A Burnaby man who had turned his rental apartment into a credit card factory where he stored thousands of stolen identity documents and cards, forgery equipment and faked cards has been jailed for 15 months.
Anthony Stulec, 30, wearing bright red prison T-shirt and sweats and white runners, nodded to his mother when he was led into the courtroom. He pleaded guilty to seven charges, including faking ID and credit cards, illegal possession of mail and identity documents and possession of forgery equipment.
"It was a fully functioning, fully fledged credit card factory," said Crown Jonas Dow.
Stulec stood in court to say "sorry to everybody I've affected" and then turned to say "sorry" to his mother after Judge Reg Harris suggested he do so, saying he "should be ashamed of his behaviour."
"This is the last place on earth that a mother wants to be," said Harris.
He also said identify theft and fraud "attacks the very foundation of our commerce and that's why they're serious."
Dow and defence lawyer Anthony Robinson agreed on recommending a 15-month sentence.
"He [Stulec] is willing to take his lumps by doing the real jail time," said Robinson.
Stulec was arrested and charged in March after an IT employee at a repair shop found a fake bank card jammed inside a printer and called police.
Equipment seized included computers, card readers, embossers, high-end printers, boxes of hotel receipts, payment cards, driver's licences, passports and several fake documents with Stulec's photo and various names.
The evidence displayed by RCMP in March for media filled eight large tables and included a Canada Post jacket and bag, 15 hard drives, a foil stamp and break-and-enter tools.
RCMP spokesman Insp.

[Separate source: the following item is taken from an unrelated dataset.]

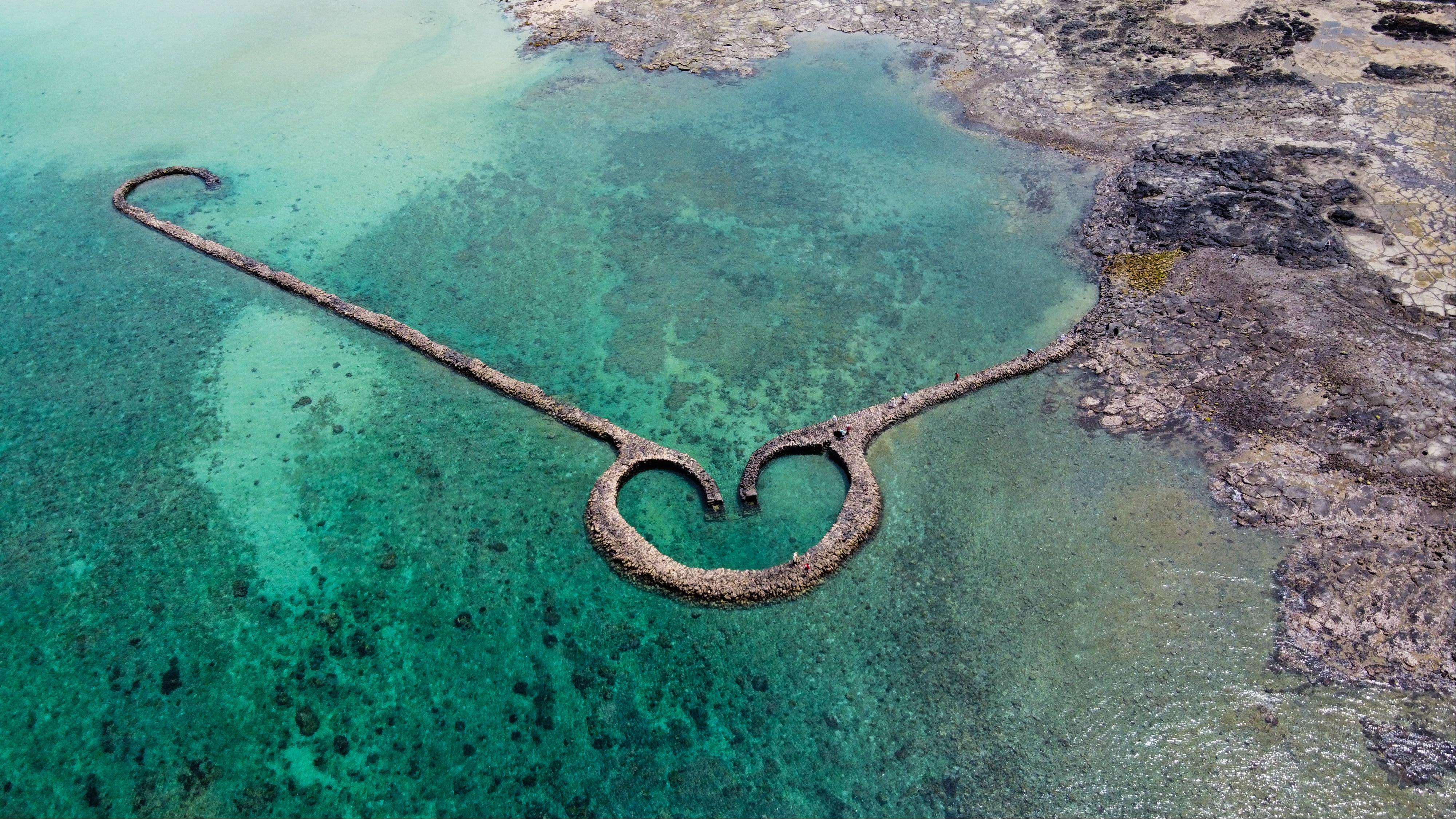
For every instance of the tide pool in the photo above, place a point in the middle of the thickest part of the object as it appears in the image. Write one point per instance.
(223, 600)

Tim Shields said at the time bank accounts were opened with fake IDs.
But Dow said police were instructed to drop the investigation into whether Stulec committed any ID fraud after he "capitulated" and said he'd plead guilty when police busted his apartment.
Outside of Stulec using the name of a real person when he dealt with the repair shop, there are "no allegations of uses of these cards," said Dow.
But in an email to The Province, the person whose name he used (whom The Province is not naming for the sake of his privacy) said the RCMP told him five bank accounts "ringing up more than $50,000" were opened in his name and that he was still trying to clear his name. Police also found 13 credit cards, two driver's licences and a B.C. Care Card in his name, he said.
Charged with Stulec was Stephanie Smyth, 21, with whom he shared the apartment and remains in a relationship. She's scheduled to appear in court next month.
Stulec's lawyer noted she wasn't involved in the criminal activity.
Stulec had originally been charged with 19 offences but the other charges were dropped, likely in exchange for a guilty plea. He has been in custody since his arrest and will be credited for time served.
He waved to his mother as he was led back to jail and she waved back.
"Hopefully he learns from this," she said outside court.